Tony Hsieh, the chief executive officer of Zappos, had become a resident in the tower as of 2013. Hsieh also leased dozens of other units for employees of Zappos and for entrepreneurs through his Downtown Project.[21] In January 2013, a small bar with a showroom was being planned for a portion of The Ogden's vacant retail space.[24] Private equity firm DK Las Vegas, a partnership of California's KRE Capital and New York's Dune Real Estate Partners,[21] purchased 248 units in the building in December 2013. DK Las Vegas began selling the units as condominiums in October 2014.
In March 2015, the company was spending a $2 million budget on upgrades to the units, 40 of which had already been sold.
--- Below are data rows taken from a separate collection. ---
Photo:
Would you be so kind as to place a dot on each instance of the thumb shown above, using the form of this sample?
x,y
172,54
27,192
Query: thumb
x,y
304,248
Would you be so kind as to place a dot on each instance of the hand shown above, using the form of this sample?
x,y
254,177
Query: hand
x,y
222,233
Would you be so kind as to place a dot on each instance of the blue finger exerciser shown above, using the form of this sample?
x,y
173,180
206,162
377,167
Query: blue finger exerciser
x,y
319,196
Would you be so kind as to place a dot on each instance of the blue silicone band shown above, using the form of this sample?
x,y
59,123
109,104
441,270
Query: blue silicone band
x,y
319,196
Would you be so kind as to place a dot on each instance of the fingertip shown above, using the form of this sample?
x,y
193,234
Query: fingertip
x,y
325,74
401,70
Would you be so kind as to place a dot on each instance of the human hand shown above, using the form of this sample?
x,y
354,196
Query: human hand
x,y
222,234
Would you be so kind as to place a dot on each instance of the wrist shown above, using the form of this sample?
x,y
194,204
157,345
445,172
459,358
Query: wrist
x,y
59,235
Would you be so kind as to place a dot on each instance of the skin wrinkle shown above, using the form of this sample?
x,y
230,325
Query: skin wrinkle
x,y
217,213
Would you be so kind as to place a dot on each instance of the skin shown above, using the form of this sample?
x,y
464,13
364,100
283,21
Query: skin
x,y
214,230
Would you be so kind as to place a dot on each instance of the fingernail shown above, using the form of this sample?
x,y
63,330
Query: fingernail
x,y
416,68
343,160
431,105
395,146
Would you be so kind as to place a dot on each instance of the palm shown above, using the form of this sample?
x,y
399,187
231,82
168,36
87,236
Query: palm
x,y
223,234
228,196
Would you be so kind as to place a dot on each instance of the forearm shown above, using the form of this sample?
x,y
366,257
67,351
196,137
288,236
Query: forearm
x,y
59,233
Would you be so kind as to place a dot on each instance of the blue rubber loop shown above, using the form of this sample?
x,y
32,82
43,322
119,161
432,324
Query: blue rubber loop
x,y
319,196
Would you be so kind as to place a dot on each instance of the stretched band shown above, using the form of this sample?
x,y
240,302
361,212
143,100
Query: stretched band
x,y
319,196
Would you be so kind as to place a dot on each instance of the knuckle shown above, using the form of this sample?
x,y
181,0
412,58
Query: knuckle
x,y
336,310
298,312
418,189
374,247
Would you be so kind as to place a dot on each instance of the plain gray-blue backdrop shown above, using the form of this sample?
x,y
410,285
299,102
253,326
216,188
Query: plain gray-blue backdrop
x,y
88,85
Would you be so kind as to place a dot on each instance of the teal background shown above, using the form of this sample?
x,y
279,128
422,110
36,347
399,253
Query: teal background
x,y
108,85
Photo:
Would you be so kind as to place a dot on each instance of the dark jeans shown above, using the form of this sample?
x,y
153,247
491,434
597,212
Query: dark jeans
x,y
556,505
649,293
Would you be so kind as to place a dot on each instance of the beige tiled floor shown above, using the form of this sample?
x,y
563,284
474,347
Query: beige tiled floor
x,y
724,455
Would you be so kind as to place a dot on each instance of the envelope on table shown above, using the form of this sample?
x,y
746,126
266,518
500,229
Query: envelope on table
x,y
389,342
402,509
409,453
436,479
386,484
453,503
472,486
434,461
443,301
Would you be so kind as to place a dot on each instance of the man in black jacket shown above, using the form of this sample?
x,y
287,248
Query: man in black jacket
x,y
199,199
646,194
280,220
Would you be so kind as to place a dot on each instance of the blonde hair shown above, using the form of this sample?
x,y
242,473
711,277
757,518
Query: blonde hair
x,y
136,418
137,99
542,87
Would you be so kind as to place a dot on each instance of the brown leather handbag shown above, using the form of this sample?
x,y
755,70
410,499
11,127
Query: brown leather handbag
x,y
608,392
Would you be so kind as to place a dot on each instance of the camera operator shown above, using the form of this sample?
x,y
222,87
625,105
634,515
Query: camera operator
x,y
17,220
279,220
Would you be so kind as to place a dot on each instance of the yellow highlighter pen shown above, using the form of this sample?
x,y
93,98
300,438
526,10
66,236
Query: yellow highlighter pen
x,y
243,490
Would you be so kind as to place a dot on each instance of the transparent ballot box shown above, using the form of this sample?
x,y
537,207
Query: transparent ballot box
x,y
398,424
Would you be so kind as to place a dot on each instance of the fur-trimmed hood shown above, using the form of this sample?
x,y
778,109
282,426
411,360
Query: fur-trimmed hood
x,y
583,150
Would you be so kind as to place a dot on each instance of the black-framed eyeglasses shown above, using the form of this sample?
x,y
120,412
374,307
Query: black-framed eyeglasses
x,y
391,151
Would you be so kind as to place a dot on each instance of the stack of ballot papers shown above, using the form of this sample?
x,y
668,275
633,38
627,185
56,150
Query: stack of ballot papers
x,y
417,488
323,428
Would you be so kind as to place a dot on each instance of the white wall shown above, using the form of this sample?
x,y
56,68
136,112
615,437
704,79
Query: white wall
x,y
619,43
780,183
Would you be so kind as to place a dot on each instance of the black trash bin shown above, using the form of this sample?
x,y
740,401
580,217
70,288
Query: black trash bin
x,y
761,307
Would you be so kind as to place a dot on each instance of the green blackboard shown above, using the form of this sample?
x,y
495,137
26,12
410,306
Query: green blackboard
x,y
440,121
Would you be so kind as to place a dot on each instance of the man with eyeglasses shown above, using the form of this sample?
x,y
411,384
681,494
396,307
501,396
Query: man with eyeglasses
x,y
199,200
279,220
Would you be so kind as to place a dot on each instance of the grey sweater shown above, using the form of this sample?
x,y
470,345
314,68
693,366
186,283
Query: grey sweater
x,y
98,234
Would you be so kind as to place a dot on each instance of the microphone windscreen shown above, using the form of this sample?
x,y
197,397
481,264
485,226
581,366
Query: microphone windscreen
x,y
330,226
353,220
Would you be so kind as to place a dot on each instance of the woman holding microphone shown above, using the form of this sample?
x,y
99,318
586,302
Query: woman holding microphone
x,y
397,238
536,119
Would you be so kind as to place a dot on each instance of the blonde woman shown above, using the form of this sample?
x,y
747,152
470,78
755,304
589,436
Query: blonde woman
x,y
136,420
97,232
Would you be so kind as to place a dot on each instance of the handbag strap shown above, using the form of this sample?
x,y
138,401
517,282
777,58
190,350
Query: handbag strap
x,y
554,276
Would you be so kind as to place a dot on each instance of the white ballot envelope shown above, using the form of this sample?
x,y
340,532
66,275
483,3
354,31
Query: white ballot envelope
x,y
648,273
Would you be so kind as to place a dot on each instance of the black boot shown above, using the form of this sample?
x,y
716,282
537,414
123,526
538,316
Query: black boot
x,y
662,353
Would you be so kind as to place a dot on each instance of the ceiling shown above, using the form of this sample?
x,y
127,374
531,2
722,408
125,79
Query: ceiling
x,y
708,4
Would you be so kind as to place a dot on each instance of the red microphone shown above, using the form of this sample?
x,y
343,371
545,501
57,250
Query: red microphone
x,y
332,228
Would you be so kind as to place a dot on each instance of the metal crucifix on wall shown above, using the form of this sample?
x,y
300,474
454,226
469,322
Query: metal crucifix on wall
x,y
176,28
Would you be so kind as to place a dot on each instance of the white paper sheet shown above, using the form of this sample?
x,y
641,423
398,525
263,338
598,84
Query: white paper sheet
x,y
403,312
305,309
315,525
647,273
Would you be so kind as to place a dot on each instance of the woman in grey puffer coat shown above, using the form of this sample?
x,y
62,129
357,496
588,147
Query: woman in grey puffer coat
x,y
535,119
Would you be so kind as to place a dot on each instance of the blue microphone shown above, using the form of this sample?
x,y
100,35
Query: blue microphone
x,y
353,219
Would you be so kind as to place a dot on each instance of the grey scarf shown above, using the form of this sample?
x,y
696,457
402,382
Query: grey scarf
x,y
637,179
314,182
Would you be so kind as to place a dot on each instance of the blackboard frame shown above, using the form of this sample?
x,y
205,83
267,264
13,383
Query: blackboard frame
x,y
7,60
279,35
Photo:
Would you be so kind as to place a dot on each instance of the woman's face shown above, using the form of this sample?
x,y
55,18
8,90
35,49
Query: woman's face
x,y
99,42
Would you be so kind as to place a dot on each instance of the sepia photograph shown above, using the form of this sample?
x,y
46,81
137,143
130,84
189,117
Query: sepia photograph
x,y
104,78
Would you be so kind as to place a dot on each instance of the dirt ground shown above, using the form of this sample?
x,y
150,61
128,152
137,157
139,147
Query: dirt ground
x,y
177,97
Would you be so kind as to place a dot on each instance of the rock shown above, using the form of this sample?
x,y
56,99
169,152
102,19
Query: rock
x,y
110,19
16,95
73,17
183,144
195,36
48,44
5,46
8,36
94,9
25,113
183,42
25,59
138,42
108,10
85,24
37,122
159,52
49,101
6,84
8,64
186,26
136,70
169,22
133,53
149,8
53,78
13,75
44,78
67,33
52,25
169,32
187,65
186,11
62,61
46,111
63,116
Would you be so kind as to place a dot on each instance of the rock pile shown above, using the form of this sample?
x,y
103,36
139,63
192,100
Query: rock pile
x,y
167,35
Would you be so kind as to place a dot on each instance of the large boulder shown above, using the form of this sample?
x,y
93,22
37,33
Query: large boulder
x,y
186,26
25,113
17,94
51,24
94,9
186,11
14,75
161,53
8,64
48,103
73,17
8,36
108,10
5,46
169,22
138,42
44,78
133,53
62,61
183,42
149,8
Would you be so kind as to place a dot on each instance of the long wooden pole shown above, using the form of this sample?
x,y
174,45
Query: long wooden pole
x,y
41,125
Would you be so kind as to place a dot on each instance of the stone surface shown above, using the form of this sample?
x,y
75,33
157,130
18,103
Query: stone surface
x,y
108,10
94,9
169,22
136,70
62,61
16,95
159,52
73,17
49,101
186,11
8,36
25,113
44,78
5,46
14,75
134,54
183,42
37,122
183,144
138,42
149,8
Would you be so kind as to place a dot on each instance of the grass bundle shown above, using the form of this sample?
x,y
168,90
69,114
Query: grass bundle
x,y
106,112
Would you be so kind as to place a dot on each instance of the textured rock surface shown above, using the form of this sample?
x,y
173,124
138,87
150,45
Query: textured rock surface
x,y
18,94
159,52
Up to that point, $1.5 million had already been spent, including a $100,000 lobby renovation, a $100,000 improvement of the building's rooftop sky deck, and a $36,500 revamping of the entrance to add new lighting. Other improvements on the rooftop included a desert landscape theme. Condominium improvements included hardwood floors, granite countertops, green building features, and new lighting. A lounge and outdoor pool were also renovated, as well as all the elevator lobbies. An average of 15 units became available each month in 2015 as rental agreements continued to expire.[25] An Asian restaurant and bar, Itsy Bitsy Ramen and Whisky, opened inside the Ogden in April 2015.[26]